Daniel Keller: „Das gesamte „Brandenburg-Paket“ im Umfang von bis zu 2 Mrd. Euro lässt sich unter dem Motto „Wir lassen niemanden im Stich!“ zusammenfassen. Mit der Umsetzung des Kommunalteils tragen wir jetzt dazu bei, unter anderem in Schulen, in Kitas, in der Jugendarbeit und in kommunalen Sportanlagen, vor allem in Hallen-, Schwimm- und Freibädern, die hohen Energiekosten abzufedern.
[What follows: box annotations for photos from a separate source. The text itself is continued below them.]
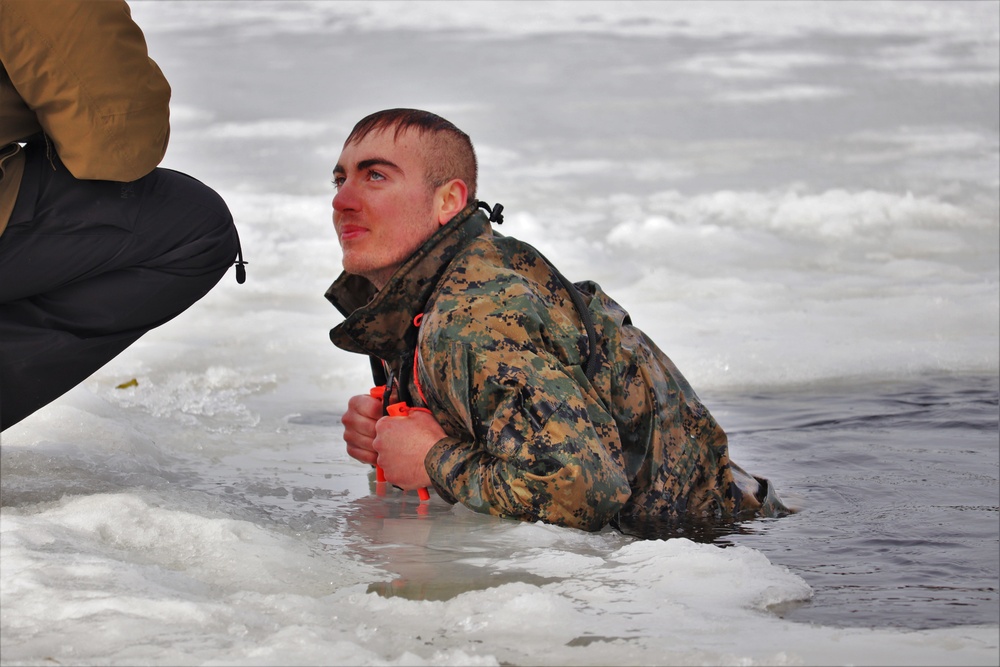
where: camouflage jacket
[326,204,780,530]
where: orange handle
[386,403,431,417]
[368,392,431,500]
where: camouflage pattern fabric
[326,205,787,530]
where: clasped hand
[340,394,445,491]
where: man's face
[333,129,439,289]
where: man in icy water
[326,109,788,531]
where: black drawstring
[235,240,250,285]
[478,201,503,225]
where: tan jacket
[0,0,170,234]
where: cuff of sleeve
[424,438,461,505]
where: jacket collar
[326,202,492,360]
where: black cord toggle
[479,201,503,225]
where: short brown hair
[344,109,478,202]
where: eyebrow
[333,157,403,174]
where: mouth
[340,224,368,243]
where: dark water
[702,376,1000,629]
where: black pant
[0,143,239,430]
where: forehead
[339,128,424,168]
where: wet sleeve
[0,0,170,181]
[425,343,631,530]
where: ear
[434,178,469,225]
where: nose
[333,180,358,213]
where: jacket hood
[325,202,492,359]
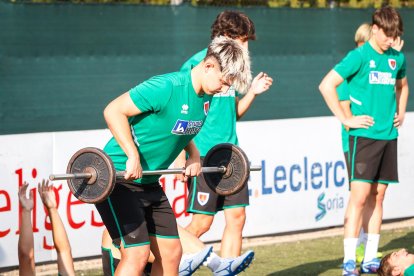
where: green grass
[77,224,414,276]
[195,227,414,276]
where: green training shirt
[180,49,238,156]
[404,264,414,276]
[334,42,406,140]
[336,80,349,152]
[104,71,211,184]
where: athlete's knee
[226,212,246,229]
[121,246,150,268]
[186,217,212,237]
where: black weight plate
[66,147,116,203]
[203,143,250,195]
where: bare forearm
[236,91,256,120]
[18,209,35,275]
[104,106,138,160]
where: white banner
[0,113,414,267]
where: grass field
[69,219,414,276]
[0,219,414,276]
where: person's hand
[124,157,142,180]
[394,113,404,128]
[343,115,374,128]
[37,179,57,209]
[249,72,273,95]
[173,151,186,182]
[391,36,404,52]
[18,181,34,211]
[184,156,201,182]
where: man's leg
[221,207,246,258]
[361,183,388,272]
[115,245,150,276]
[149,236,182,276]
[185,214,214,238]
[343,181,372,275]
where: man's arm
[38,179,75,276]
[184,140,201,181]
[236,72,273,120]
[319,70,374,128]
[17,182,35,275]
[395,77,410,127]
[104,92,142,179]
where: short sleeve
[336,80,349,101]
[129,76,172,112]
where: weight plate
[203,143,250,195]
[66,147,116,203]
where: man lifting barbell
[50,37,251,275]
[49,143,261,204]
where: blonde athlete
[176,11,273,268]
[319,6,409,275]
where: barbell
[49,143,261,203]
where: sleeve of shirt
[334,49,362,80]
[129,76,172,113]
[336,80,349,101]
[397,53,407,80]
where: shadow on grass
[267,259,342,276]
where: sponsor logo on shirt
[181,104,188,114]
[388,58,397,70]
[204,101,210,116]
[213,86,236,97]
[197,192,210,206]
[171,119,203,135]
[369,71,395,85]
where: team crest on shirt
[388,58,397,70]
[197,192,210,206]
[204,101,210,116]
[181,104,188,114]
[171,119,203,135]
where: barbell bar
[49,143,261,203]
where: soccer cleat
[178,245,213,276]
[361,258,381,274]
[213,250,254,276]
[342,260,359,276]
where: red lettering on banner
[43,236,55,250]
[66,193,85,229]
[15,169,39,235]
[43,184,62,250]
[172,178,190,218]
[91,211,104,227]
[0,190,11,238]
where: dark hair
[377,253,394,276]
[372,6,404,38]
[211,11,256,40]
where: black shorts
[344,151,351,189]
[95,183,179,247]
[187,159,249,215]
[349,136,398,184]
[101,247,119,276]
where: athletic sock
[344,238,358,263]
[357,228,367,246]
[203,252,221,271]
[364,234,380,261]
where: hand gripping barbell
[49,143,261,203]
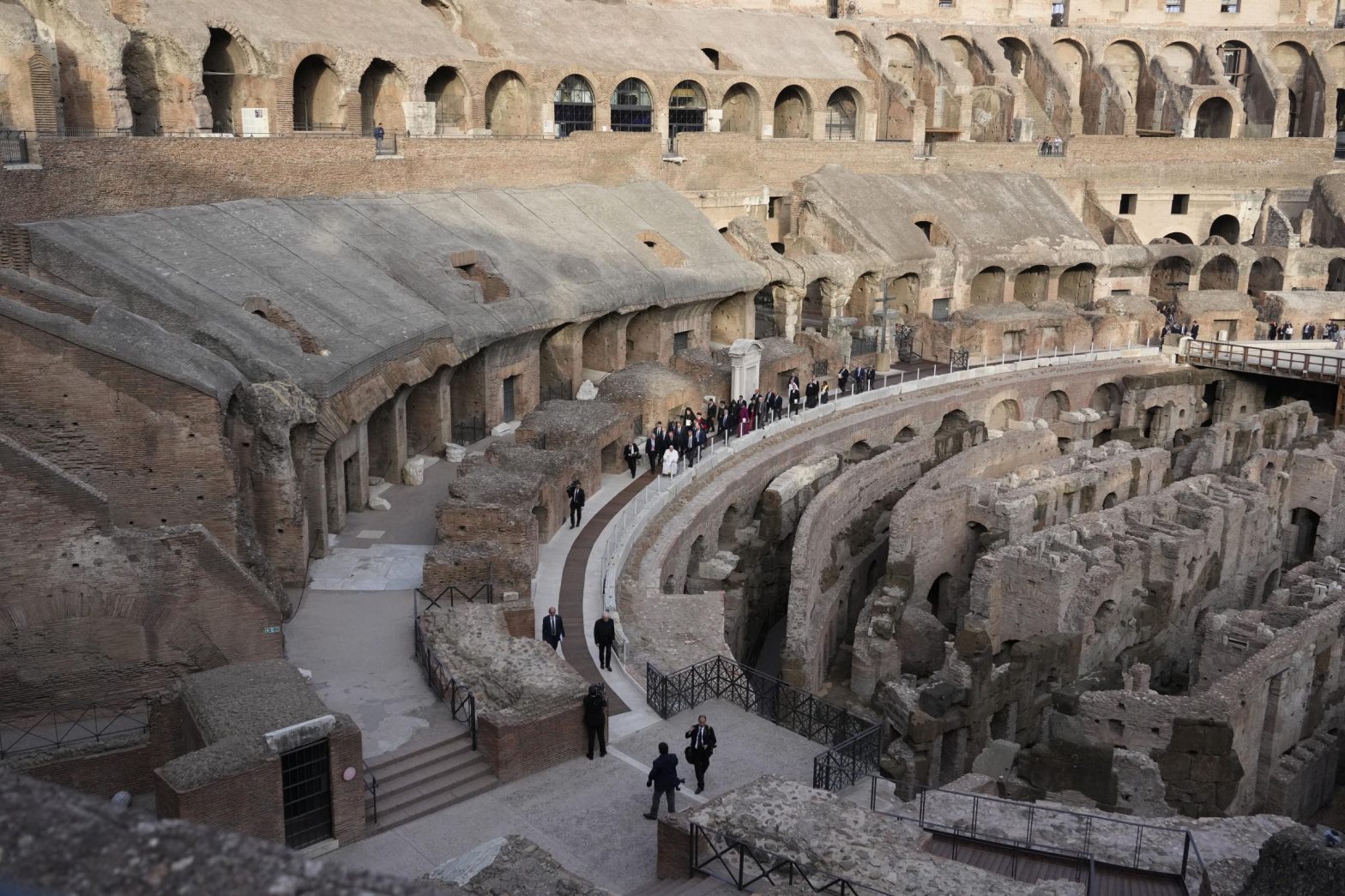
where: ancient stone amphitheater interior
[10,0,1345,896]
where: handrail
[0,700,151,759]
[690,822,897,896]
[644,655,883,791]
[412,615,476,749]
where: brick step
[365,763,500,830]
[375,752,491,806]
[365,733,472,785]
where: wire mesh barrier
[0,701,149,759]
[644,657,883,790]
[690,822,896,896]
[412,615,476,749]
[869,775,1209,896]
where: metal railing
[689,822,896,896]
[869,775,1209,896]
[365,768,378,825]
[644,657,883,791]
[1184,339,1345,382]
[412,616,476,749]
[0,130,28,165]
[0,701,149,759]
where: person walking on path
[644,742,682,821]
[589,610,616,670]
[584,680,606,759]
[686,716,715,794]
[542,607,565,650]
[565,479,584,529]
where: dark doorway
[280,737,332,849]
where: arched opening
[121,31,163,137]
[1288,508,1321,567]
[1196,97,1233,137]
[612,78,654,133]
[552,75,593,137]
[1247,258,1284,296]
[1089,382,1120,417]
[926,573,956,631]
[359,59,407,135]
[999,38,1032,78]
[584,310,624,374]
[668,81,705,137]
[1326,258,1345,292]
[1056,264,1097,308]
[425,66,468,133]
[1037,388,1070,423]
[1013,265,1051,307]
[1200,256,1238,289]
[987,398,1022,430]
[294,55,341,130]
[971,267,1004,305]
[1149,256,1191,301]
[201,28,248,133]
[884,274,920,315]
[720,83,761,135]
[827,87,859,140]
[486,71,528,137]
[772,85,812,139]
[1209,215,1241,246]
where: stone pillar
[402,102,436,137]
[729,339,761,395]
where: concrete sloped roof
[805,165,1101,268]
[469,0,865,81]
[21,183,765,385]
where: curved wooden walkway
[556,472,654,716]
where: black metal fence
[453,417,486,445]
[690,822,896,896]
[0,130,28,165]
[644,657,883,790]
[412,616,476,749]
[0,702,151,759]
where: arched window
[668,81,705,137]
[612,78,654,133]
[827,87,859,140]
[552,75,593,137]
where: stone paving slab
[329,701,822,893]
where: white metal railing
[602,340,1161,664]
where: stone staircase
[630,875,742,896]
[365,731,499,830]
[1014,81,1057,142]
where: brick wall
[476,697,588,780]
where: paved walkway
[327,701,823,893]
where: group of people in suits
[644,716,718,821]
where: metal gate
[280,737,332,849]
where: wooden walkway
[926,834,1186,896]
[556,472,654,716]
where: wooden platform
[926,834,1186,896]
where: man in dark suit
[542,607,565,650]
[686,716,717,794]
[593,610,616,671]
[644,743,682,821]
[565,479,585,529]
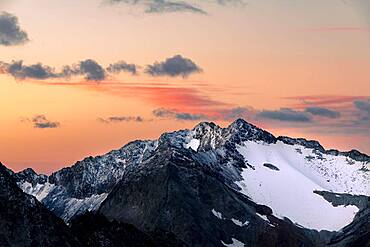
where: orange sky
[0,0,370,173]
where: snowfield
[236,141,370,231]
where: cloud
[0,12,29,46]
[305,106,340,118]
[107,61,138,75]
[0,61,58,80]
[145,55,202,78]
[153,108,209,121]
[110,0,207,14]
[217,106,256,121]
[145,0,207,14]
[353,99,370,114]
[79,59,106,81]
[258,108,311,123]
[98,116,144,123]
[30,115,60,129]
[0,55,202,81]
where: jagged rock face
[71,213,184,247]
[99,146,324,246]
[14,141,157,221]
[0,163,82,247]
[49,141,155,199]
[13,119,370,246]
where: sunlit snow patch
[221,238,245,247]
[185,139,200,151]
[237,141,367,231]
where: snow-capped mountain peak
[15,119,370,235]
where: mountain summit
[2,119,370,246]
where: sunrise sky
[0,0,370,173]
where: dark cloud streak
[145,55,202,78]
[305,106,340,118]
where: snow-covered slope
[237,141,370,231]
[16,119,370,231]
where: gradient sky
[0,0,370,173]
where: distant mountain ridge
[3,119,370,246]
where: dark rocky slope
[99,143,322,246]
[0,163,82,247]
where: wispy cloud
[0,55,202,81]
[153,108,209,121]
[258,108,312,123]
[107,61,138,75]
[305,106,340,118]
[21,115,60,129]
[145,55,202,78]
[0,12,29,46]
[98,116,144,123]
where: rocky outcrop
[0,163,82,247]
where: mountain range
[0,119,370,247]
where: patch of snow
[212,209,224,220]
[185,139,200,151]
[221,238,245,247]
[236,141,362,231]
[18,181,55,202]
[231,219,249,226]
[256,213,270,223]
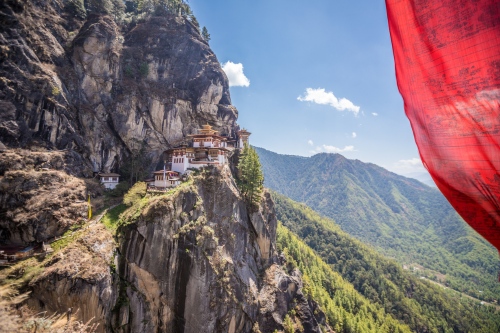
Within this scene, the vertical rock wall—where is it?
[0,0,238,171]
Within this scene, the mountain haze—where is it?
[256,148,500,300]
[273,193,500,332]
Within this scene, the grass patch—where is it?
[101,204,128,233]
[50,225,82,253]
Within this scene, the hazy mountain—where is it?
[273,193,500,332]
[256,148,500,300]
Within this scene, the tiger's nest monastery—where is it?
[148,124,251,188]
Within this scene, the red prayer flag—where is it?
[386,0,500,249]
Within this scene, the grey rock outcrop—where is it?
[0,0,238,171]
[113,168,321,333]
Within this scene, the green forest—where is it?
[256,148,500,302]
[273,193,500,333]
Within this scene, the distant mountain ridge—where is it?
[256,147,500,300]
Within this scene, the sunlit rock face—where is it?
[114,168,328,333]
[0,0,238,172]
Damit stärken und sichern wir die Strukturen vor Ort nachhaltig. Wir sorgen dafür, dass die Kommunen auch in der Krise handlungsfähig bleiben und dass Preiserhöhungen für die Brandenburgerinnen und Brandenburger in dieser schwierigen Zeit vermieden werden. Ein großer Vorteil unser Solidarpaketes ist, dass die Kommunen unkompliziert und ohne großen bürokratischen Aufwand die Hilfen erhalten.“

Jörg Vogelsänger: „Wir sparen nicht in der Krise, wir helfen und investieren. Wir wollen auch in der Krise finanziell starke und leistungsfähige Kommunen, die die Herausforderungen vor Ort bewältigen können. Energie- und Flüchtlingskrise sind für unsere Kommunen auch finanziell eine enorme Herausforderung. Mit diesem weitreichenden Unterstützungsprogramm machen wir einmal mehr deutlich, dass Land und Kommunen nicht nur, aber besonders in der Krise, eng zusammenstehen. Dazu zählen auch die finanziellen Mittel für die kommunalen Verkehrsunternehmen zur Abfederung erhöhter Energiekosten. Damit die Tram auch weiterhin fährt und Ticketpreise möglichst stabil bleiben. Auf uns ist Verlass.“

Hintergrund:
Bereits am 21. Februar 2023 hat sich die Landesregierung mit den kommunalen Spitzenverbänden auf die Untersetzung des Kommunalteils des „Brandenburg-Paketes“ verständigt und die konkreten Maßnahmen mit der „Vereinbarung über die Umsetzung der Maßnahmen des Brandenburg-Paketes zur Unterstützung der kommunalen Bedarfe“ festgeschrieben. Die Umsetzung und Verteilung der Mittel erfolgt nun aufgrund dieser Billigkeitsrichtlinie anhand von geeigneten Indikatoren.